Weekly Report – Just Constipation?

Just Constipation?: Functional v. Organic Causes of Slow Stooling (or Defecation Delays)

 

Mom brings a previously healthy 11 month-old male to the Pediatric Emergency Department because the boy has not had a bowel movement for four days and seemed “fussy”. He has continued to eat, is not vomiting, having fevers, experiencing rectal bleeding, and is not lethargic or inconsolable. His vital signs are completely normal, and he is well appearing and playful in mom’s arms. The abdomen is mildly distended but soft, and there is a firm palpable mass extending from the right lower to right upper quadrant. CBC, BMP, UA are normal. The initial KUB obtained in the ED is shown below:

 

Constipation KUB

 

 

Functional constipation is often associated with dietary changes, stool with-holding and trouble toilet training, decreased fiber intake, or decreased liquid intake. It accounts for 95% of cases of constipation in kids.

 

In most cases of constipation, history and physical exam can lower the suspicion for an organic cause and the patient can most often be discharged with the stool softener or poop potion of your choice with outpatient follow up.

 

When considering organic causes, think about some “alarm signs” or physical findings that would warrant further work-up.

 

Alarm Signs:

  • Was there delayed passage of meconium which might suggest CF or Hirschsprung’s disease?
  • Has there been severe abdominal pain or rectal bleeding?
  • Any urinary incontinence to suggest spinal cord abnormality?
  • Are stools “ribbon-like”?
  • Has there been significant weight loss, or is the patient falling off the growth curve?

 

Physical Findings:

  • Are there any focal neurologic findings, especially involving the lower extremities and the rectal exam?
  • Is there any abnormal GU anatomy such as:
    • Lumbosacral dimple or lower spine abnormalities
    • Perianal fistula
    • Tight anal canal
    • Anteriorly displaced anus
  • Is the abdomen significantly distended or are there palpable masses that would suggest obstruction or mass?

 

In the KUB obtained on this patient, there was a visible right-sided abdominal mass that was read as “likely representing stool”. The patient was admitted and taken to the OR for stool evacuation under general anesthesia.
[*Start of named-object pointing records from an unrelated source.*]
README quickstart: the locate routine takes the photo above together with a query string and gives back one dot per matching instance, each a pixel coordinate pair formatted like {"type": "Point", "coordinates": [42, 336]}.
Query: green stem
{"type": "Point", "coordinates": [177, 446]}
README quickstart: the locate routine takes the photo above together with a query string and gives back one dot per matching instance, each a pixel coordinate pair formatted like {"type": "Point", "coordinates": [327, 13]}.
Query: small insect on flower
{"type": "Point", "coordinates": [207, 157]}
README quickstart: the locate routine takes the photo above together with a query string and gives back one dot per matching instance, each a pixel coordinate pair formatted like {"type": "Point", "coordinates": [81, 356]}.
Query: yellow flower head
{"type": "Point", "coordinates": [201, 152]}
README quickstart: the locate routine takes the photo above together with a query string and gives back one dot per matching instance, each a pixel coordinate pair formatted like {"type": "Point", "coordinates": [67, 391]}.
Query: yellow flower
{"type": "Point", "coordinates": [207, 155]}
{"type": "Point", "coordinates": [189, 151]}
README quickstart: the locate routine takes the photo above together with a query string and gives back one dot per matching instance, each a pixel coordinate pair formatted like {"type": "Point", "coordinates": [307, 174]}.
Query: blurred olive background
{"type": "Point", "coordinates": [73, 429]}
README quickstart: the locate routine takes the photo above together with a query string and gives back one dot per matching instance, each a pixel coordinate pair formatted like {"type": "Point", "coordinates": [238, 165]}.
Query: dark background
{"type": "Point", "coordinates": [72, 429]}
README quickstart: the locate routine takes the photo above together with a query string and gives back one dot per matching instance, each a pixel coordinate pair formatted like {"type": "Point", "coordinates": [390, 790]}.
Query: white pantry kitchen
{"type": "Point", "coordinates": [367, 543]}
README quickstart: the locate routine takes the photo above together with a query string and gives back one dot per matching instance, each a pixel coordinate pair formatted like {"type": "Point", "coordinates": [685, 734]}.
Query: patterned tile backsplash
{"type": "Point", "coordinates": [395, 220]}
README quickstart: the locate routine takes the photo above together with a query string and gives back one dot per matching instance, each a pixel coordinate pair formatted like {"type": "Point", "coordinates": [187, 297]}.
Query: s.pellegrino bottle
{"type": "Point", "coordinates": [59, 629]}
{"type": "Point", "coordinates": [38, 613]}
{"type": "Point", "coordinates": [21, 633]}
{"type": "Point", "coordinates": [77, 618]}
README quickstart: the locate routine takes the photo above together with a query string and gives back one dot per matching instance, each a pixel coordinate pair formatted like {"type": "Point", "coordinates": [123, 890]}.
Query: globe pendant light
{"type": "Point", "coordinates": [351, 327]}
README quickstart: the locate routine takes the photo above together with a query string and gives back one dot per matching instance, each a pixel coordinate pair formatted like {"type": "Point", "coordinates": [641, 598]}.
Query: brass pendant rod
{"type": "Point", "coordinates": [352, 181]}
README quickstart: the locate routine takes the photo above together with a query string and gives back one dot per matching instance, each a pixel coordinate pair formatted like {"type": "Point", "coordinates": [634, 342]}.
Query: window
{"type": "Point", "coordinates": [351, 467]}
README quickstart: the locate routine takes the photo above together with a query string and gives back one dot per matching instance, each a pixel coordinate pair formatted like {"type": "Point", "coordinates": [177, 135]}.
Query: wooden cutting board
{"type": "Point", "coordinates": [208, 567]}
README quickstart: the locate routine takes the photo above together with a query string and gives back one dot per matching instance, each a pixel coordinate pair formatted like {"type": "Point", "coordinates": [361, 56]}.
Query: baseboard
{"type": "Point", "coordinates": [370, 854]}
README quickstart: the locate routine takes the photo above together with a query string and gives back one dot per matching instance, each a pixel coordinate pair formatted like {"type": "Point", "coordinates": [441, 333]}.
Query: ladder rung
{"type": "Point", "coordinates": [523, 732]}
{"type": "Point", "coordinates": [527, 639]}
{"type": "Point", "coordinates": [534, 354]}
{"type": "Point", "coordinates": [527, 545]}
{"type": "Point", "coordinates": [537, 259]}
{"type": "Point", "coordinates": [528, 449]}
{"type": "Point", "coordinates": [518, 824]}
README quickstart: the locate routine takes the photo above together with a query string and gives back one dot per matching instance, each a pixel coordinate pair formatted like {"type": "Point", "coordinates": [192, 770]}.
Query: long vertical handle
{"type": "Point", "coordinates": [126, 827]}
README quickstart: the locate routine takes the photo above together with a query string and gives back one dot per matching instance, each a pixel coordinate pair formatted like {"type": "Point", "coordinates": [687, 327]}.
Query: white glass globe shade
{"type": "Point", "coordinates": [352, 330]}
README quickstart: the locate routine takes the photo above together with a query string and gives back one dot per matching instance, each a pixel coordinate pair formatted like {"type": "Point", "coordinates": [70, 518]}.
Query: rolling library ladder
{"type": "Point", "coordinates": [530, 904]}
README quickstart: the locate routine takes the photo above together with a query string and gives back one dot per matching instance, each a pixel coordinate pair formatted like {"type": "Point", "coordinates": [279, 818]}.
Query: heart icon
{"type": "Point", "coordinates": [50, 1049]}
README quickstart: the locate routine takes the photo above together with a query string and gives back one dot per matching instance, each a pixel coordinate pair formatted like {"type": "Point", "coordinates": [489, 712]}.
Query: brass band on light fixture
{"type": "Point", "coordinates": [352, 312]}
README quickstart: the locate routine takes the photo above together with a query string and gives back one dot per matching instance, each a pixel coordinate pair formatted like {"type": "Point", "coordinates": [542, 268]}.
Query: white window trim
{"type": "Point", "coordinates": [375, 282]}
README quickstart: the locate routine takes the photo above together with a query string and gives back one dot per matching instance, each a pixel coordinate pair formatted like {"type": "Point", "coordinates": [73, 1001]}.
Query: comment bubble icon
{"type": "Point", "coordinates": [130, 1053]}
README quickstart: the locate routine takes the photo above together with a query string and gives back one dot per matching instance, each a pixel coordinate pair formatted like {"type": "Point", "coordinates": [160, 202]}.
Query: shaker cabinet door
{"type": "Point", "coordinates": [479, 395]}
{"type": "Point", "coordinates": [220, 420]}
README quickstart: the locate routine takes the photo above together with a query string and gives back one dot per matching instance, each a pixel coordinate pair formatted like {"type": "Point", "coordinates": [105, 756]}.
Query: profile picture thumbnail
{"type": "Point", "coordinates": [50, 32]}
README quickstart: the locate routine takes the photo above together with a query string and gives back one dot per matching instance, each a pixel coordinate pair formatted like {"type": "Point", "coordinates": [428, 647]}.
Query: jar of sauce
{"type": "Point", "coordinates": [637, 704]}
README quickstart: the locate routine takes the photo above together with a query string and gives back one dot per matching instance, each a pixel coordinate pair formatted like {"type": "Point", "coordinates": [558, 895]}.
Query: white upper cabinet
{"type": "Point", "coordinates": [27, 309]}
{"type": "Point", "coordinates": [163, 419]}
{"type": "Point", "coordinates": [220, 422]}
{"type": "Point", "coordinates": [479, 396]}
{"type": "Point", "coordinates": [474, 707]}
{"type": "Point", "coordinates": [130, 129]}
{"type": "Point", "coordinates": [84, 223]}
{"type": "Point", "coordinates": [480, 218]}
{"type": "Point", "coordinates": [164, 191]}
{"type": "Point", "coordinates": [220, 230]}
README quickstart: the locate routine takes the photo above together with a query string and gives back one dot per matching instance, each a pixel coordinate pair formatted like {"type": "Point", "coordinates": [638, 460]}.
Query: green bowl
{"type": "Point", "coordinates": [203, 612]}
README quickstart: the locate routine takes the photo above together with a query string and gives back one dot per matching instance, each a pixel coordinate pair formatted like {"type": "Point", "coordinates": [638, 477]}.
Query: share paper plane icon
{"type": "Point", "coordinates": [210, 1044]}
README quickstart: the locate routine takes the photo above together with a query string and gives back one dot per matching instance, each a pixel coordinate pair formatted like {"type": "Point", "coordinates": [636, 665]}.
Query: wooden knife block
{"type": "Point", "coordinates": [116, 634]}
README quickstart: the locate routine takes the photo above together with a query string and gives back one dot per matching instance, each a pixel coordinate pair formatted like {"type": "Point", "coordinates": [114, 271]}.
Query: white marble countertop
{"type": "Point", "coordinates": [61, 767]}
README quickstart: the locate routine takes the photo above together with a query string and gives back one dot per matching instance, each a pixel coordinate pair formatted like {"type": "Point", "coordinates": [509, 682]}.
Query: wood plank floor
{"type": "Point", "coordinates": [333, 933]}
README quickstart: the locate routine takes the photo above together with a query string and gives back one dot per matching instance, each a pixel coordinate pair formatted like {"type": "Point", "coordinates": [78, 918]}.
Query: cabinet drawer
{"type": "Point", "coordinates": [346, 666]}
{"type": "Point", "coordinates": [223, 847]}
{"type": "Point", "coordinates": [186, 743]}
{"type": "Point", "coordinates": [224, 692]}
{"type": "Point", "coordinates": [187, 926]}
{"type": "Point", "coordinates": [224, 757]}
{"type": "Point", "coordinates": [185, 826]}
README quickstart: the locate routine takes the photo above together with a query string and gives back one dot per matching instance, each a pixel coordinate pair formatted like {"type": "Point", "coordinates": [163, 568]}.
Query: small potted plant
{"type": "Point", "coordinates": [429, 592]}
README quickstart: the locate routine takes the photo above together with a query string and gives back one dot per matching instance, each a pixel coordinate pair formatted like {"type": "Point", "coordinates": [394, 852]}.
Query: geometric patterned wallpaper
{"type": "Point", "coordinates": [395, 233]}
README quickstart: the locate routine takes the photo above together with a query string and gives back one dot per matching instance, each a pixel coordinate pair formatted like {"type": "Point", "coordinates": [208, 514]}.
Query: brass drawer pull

The exam was anatomically normal, but a rectal biopsy demonstrated “absence of ganglion cells in the mucosa”. In this case, the diagnosis was Hirschsprung’s disease. The only finding on initial evaluation that led to further work-up was the palpable abdominal mass. Even though more than nine times out of ten, constipation is just constipation, this case serves as a good reminder to keep an open mind when obtaining the initial history and physical examination and to look out for any alarm features that would warrant further testing.